Northwestern Engineering’s Cécile Chazot has received a US Department of Energy (DOE) Early Career Research Award, an honor recognizing next-generation STEM leaders poised to solidify the United States’ role as the driver of science and innovation around the world.

Chazot, the Julia Weertman Professor of Materials Science and Engineering at the McCormick School of Engineering, has received the award to advance the development of a new class of sustainable energy materials. Her project, “Conductive Chiroptical Polysaccharides for Dynamic Infrared Electro-Reflectivity,” will harness naturally occurring, sugar-based molecules found in plants, fungi, and crustacean shells, which spontaneously form helical structures at extremely small scales and interact with light in distinctive ways. By adding electrically conductive groups to these biopolymers, Chazot aims to create materials that can carry charge and respond to electrical currents.

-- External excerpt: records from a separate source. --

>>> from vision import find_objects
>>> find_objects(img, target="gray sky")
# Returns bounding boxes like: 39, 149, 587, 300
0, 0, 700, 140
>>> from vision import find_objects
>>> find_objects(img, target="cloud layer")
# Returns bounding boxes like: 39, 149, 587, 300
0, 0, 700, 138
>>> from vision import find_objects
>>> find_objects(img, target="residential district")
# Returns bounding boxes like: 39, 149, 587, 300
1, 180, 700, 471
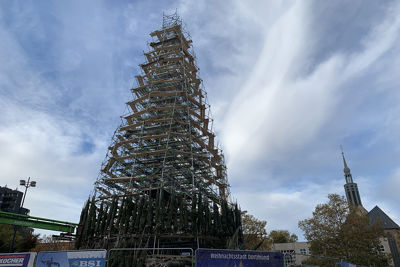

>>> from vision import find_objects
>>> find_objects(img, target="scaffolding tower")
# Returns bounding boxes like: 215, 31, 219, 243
95, 14, 229, 207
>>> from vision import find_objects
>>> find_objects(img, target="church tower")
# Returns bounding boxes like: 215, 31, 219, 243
342, 149, 362, 207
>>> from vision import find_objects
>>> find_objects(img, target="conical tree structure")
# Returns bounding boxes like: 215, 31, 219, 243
77, 15, 241, 255
96, 13, 229, 203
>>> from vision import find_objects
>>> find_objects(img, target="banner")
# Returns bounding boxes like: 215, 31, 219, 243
196, 249, 283, 267
35, 250, 107, 267
0, 252, 36, 267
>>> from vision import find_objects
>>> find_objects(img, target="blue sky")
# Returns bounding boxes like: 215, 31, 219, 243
0, 0, 400, 239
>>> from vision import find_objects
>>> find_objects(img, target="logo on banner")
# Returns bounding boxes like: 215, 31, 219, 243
69, 259, 104, 267
36, 250, 106, 267
196, 249, 283, 267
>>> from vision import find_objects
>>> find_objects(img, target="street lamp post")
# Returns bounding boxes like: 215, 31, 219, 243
10, 177, 36, 253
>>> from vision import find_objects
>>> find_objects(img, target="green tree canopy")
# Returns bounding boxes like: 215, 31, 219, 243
242, 213, 270, 250
299, 194, 388, 266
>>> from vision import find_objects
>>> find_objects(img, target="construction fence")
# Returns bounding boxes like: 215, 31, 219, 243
0, 248, 355, 267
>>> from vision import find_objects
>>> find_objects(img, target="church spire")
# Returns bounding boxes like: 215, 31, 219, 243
340, 146, 362, 206
340, 146, 353, 183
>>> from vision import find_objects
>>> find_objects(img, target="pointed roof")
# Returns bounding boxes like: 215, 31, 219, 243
340, 146, 350, 173
367, 206, 400, 230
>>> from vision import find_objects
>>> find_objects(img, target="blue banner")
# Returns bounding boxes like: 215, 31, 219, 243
196, 249, 283, 267
0, 252, 36, 267
35, 250, 107, 267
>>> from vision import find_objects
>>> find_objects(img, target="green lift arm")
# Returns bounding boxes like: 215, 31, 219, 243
0, 211, 79, 234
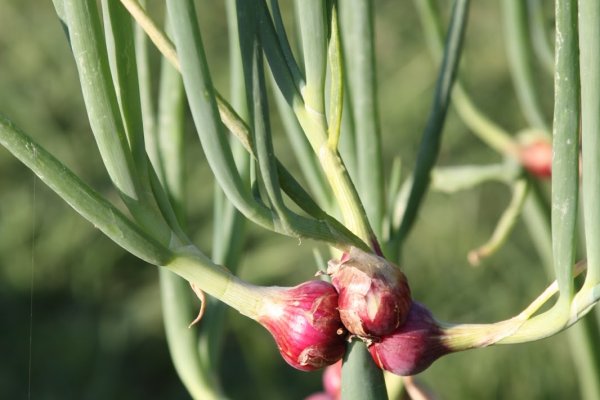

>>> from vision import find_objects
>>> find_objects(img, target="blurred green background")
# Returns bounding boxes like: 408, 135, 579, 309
0, 0, 592, 399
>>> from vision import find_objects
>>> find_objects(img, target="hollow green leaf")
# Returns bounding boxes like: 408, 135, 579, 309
342, 340, 388, 400
527, 0, 554, 75
64, 0, 139, 200
294, 0, 328, 118
159, 268, 223, 400
338, 0, 385, 236
391, 0, 469, 253
579, 0, 600, 287
167, 0, 273, 229
502, 0, 548, 131
552, 0, 580, 302
0, 116, 173, 265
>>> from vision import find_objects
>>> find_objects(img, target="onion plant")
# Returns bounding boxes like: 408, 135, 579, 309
0, 0, 600, 400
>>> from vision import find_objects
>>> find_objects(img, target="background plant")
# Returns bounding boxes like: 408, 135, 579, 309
2, 0, 589, 396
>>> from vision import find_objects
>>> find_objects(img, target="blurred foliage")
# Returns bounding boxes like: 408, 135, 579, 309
0, 0, 578, 399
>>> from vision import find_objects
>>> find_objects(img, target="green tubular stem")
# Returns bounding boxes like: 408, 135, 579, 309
63, 0, 171, 244
102, 0, 147, 180
165, 250, 264, 319
341, 340, 388, 400
327, 3, 344, 149
579, 0, 600, 288
0, 115, 173, 265
440, 262, 598, 351
63, 0, 140, 200
338, 0, 385, 236
135, 0, 159, 170
131, 0, 363, 249
318, 143, 378, 247
527, 0, 554, 75
502, 0, 548, 131
270, 0, 305, 87
468, 179, 528, 266
552, 0, 580, 302
414, 0, 517, 156
292, 0, 328, 115
159, 268, 223, 400
390, 0, 470, 249
273, 79, 333, 208
167, 0, 275, 234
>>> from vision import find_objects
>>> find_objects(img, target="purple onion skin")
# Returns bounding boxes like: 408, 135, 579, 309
258, 280, 346, 371
369, 302, 450, 376
328, 248, 411, 338
323, 360, 342, 400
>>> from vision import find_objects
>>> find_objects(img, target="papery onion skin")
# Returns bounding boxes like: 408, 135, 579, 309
327, 247, 412, 338
257, 280, 346, 371
369, 302, 451, 376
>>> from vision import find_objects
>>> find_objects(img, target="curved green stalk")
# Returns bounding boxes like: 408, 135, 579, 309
270, 0, 305, 88
159, 268, 223, 400
0, 115, 173, 265
327, 2, 344, 149
338, 0, 385, 236
527, 0, 554, 75
64, 0, 140, 200
502, 0, 548, 131
102, 0, 148, 182
342, 340, 388, 400
468, 179, 528, 266
579, 0, 600, 288
523, 185, 600, 400
390, 0, 469, 249
167, 0, 274, 229
552, 0, 580, 304
294, 0, 328, 116
414, 0, 517, 155
273, 79, 332, 208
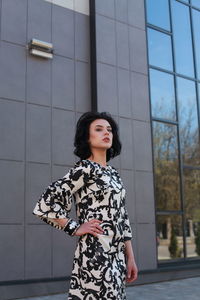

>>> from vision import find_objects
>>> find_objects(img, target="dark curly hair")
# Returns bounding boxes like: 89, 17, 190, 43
74, 112, 122, 161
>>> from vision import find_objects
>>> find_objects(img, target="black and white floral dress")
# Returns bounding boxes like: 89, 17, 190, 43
33, 159, 132, 300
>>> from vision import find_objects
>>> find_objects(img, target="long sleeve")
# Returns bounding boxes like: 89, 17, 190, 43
124, 206, 133, 241
33, 164, 90, 230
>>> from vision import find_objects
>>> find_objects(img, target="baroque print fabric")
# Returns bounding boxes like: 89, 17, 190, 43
33, 159, 132, 300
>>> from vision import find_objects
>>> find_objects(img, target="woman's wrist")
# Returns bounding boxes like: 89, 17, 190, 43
63, 219, 80, 236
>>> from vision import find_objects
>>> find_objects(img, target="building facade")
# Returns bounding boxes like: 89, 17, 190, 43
0, 0, 200, 299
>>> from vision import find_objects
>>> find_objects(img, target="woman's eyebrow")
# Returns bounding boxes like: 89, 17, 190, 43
96, 124, 111, 128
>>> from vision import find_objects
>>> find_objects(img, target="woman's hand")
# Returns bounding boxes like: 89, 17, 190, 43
74, 219, 104, 236
126, 258, 138, 282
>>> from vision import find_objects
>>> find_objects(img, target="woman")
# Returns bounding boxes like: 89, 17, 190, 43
33, 112, 137, 300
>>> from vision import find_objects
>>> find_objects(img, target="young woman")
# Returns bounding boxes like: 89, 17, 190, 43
33, 112, 138, 300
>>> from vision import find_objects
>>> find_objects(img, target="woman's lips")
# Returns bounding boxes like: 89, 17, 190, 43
103, 138, 110, 142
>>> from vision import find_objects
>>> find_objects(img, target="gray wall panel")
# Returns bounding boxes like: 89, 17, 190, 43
52, 109, 75, 165
96, 15, 116, 65
0, 160, 25, 224
0, 99, 25, 160
119, 118, 133, 170
27, 55, 52, 106
97, 63, 118, 115
25, 163, 51, 224
27, 0, 52, 42
75, 61, 91, 112
115, 0, 128, 23
133, 121, 152, 172
0, 224, 24, 282
52, 55, 75, 110
95, 0, 115, 18
1, 0, 27, 45
52, 5, 75, 58
116, 22, 130, 69
0, 41, 26, 101
25, 224, 51, 279
127, 0, 145, 29
117, 68, 132, 118
75, 13, 90, 62
26, 104, 51, 163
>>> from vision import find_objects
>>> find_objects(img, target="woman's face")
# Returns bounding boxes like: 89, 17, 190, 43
89, 119, 113, 149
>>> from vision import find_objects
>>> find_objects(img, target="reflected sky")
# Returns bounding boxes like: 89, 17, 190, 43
146, 0, 170, 31
150, 69, 176, 121
172, 0, 194, 77
191, 0, 200, 8
177, 77, 200, 165
147, 28, 173, 71
153, 121, 180, 211
192, 9, 200, 79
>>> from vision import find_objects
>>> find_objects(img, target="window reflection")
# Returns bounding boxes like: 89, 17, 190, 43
192, 8, 200, 79
157, 215, 184, 260
177, 77, 200, 166
146, 0, 170, 31
184, 169, 200, 257
150, 69, 176, 120
172, 0, 194, 77
147, 28, 173, 70
153, 121, 181, 211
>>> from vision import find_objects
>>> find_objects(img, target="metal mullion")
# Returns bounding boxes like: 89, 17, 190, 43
190, 7, 200, 148
169, 0, 187, 259
149, 65, 175, 75
156, 210, 183, 216
147, 23, 172, 35
144, 0, 159, 267
149, 63, 200, 83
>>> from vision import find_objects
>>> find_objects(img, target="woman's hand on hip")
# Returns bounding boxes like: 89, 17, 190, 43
74, 219, 104, 236
126, 259, 138, 282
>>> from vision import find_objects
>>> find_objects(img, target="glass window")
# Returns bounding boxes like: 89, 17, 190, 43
177, 77, 200, 166
157, 215, 184, 260
192, 0, 200, 8
153, 121, 181, 211
150, 69, 176, 120
146, 0, 170, 31
172, 0, 194, 77
147, 28, 173, 71
184, 169, 200, 257
192, 9, 200, 79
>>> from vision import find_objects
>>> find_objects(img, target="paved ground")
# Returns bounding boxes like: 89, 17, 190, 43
16, 277, 200, 300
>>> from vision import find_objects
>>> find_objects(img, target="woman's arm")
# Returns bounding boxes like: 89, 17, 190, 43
125, 240, 138, 282
54, 218, 104, 236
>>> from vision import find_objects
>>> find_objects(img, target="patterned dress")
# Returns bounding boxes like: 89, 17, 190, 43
33, 159, 132, 300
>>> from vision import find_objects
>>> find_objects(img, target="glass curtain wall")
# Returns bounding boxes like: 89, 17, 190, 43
146, 0, 200, 263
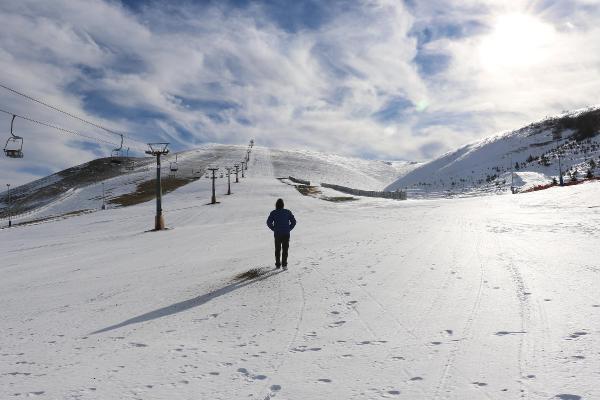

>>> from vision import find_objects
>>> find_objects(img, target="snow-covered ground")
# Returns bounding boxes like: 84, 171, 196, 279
0, 148, 600, 400
0, 144, 419, 223
386, 107, 600, 198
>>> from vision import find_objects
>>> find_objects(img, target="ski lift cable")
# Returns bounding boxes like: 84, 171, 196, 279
0, 83, 146, 145
0, 108, 125, 146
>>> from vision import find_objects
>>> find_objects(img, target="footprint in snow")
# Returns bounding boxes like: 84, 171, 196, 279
495, 331, 527, 336
569, 332, 588, 339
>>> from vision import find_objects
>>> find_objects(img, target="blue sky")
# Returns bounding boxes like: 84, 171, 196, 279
0, 0, 600, 183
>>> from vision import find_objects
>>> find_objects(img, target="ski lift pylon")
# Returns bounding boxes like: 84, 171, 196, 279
110, 134, 123, 164
4, 114, 23, 158
125, 147, 135, 171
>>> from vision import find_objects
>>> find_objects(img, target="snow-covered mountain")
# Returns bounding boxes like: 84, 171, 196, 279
0, 144, 418, 222
386, 108, 600, 197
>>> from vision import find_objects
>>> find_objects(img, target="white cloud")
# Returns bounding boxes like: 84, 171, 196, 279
0, 0, 600, 186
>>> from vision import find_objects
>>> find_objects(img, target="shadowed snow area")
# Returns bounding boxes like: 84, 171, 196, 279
0, 147, 600, 400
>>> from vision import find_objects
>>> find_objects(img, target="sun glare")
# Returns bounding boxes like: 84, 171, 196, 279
479, 14, 555, 70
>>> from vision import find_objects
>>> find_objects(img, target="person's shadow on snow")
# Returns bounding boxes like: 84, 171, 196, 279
90, 270, 281, 335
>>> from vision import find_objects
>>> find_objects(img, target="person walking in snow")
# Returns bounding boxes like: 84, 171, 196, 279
267, 199, 296, 269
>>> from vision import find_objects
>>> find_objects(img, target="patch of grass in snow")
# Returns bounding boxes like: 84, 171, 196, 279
321, 196, 358, 203
108, 177, 198, 207
233, 268, 266, 281
4, 209, 94, 226
295, 185, 321, 196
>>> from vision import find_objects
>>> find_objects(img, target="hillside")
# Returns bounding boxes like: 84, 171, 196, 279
0, 147, 600, 400
386, 108, 600, 197
0, 144, 418, 223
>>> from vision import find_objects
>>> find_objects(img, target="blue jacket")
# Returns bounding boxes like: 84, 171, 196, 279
267, 208, 296, 236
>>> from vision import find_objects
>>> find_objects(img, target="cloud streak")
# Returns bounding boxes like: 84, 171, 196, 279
0, 0, 600, 182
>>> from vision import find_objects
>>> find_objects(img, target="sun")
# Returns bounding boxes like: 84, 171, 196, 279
479, 14, 556, 71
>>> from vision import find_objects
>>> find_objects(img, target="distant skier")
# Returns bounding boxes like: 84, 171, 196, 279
267, 199, 296, 269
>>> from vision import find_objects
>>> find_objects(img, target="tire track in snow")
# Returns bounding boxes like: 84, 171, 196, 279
434, 219, 489, 400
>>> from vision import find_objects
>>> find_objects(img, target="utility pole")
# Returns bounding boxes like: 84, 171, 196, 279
234, 164, 240, 183
225, 167, 231, 194
102, 182, 106, 210
6, 184, 14, 228
510, 153, 515, 194
146, 143, 169, 231
207, 167, 219, 204
557, 150, 565, 186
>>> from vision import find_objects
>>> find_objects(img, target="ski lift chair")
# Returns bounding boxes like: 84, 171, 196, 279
169, 154, 179, 172
125, 147, 135, 171
110, 135, 123, 165
4, 115, 23, 158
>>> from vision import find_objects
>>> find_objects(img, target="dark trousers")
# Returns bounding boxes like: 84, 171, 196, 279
275, 234, 290, 267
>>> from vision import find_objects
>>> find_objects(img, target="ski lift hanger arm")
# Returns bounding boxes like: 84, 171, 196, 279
0, 83, 143, 144
0, 108, 125, 146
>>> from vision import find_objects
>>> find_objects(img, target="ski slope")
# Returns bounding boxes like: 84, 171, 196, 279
0, 144, 419, 227
0, 148, 600, 400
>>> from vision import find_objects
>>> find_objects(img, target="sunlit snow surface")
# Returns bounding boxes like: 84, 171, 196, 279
0, 149, 600, 400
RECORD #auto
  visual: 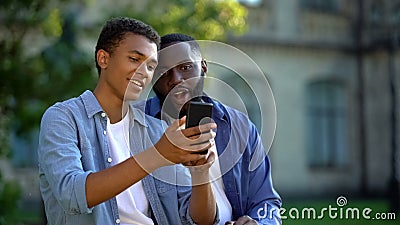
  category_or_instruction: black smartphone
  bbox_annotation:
[186,101,213,155]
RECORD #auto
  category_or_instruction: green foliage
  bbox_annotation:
[0,0,247,221]
[0,176,21,225]
[103,0,247,40]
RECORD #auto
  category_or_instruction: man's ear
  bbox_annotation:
[96,49,110,69]
[201,59,208,74]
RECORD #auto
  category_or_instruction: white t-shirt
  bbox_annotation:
[107,112,154,225]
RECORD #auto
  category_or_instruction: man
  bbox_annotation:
[136,34,281,225]
[38,18,218,225]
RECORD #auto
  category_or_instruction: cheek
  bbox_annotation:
[154,79,170,96]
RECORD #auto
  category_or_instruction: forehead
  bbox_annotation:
[158,42,201,69]
[116,33,157,58]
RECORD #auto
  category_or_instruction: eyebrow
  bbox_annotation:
[128,50,158,64]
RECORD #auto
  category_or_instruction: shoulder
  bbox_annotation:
[213,100,253,125]
[43,97,83,121]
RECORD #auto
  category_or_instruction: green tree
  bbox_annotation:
[105,0,247,41]
[0,0,247,224]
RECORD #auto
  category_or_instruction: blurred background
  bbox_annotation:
[0,0,400,225]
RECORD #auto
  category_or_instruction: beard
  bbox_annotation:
[153,71,205,119]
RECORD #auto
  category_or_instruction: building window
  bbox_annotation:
[307,81,347,168]
[300,0,339,13]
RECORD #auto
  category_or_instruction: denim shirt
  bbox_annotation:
[38,91,202,225]
[135,96,282,225]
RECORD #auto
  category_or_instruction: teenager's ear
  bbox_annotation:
[96,49,110,69]
[201,59,208,74]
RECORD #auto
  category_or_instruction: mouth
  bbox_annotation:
[128,79,144,87]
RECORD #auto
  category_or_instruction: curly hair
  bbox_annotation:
[160,33,201,55]
[94,17,160,75]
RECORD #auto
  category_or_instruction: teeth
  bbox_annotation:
[131,80,142,87]
[174,90,186,95]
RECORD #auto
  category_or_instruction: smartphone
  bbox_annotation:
[186,101,213,155]
[186,101,213,128]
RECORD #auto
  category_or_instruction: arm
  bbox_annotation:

This work could lead to materials that actively control their reflection and absorption of light and radiative heat in response to changing environmental conditions, enabling the development of dynamic, energy-efficient technologies for buildings, vehicles, and other applications.
“This project represents a bold step toward redefining what biopolymers can do,” Chazot said. “In my lab, we are passionate about pushing the boundaries of natural materials to create entirely new functionalities, and this work is a perfect example of this mission.”
The Early Career Research Award project supports the research of outstanding scientists early in their careers. To qualify for the program, applicants must be either untenured, tenure-track assistant or associate professors at US institutions, or full-time employees at a DOE national laboratory or Office of Science user facility who earned their doctorate within the past 10 years.
Chazot’s research centers on developing sustainable approaches to manufacturing and recycling polymeric materials. Her group works across a range of areas—including fiber-based materials, biopolymers, large-scale processing, structural color, and green chemistry—combining fundamental studies of material behavior with applied research aimed at real-world industrial use.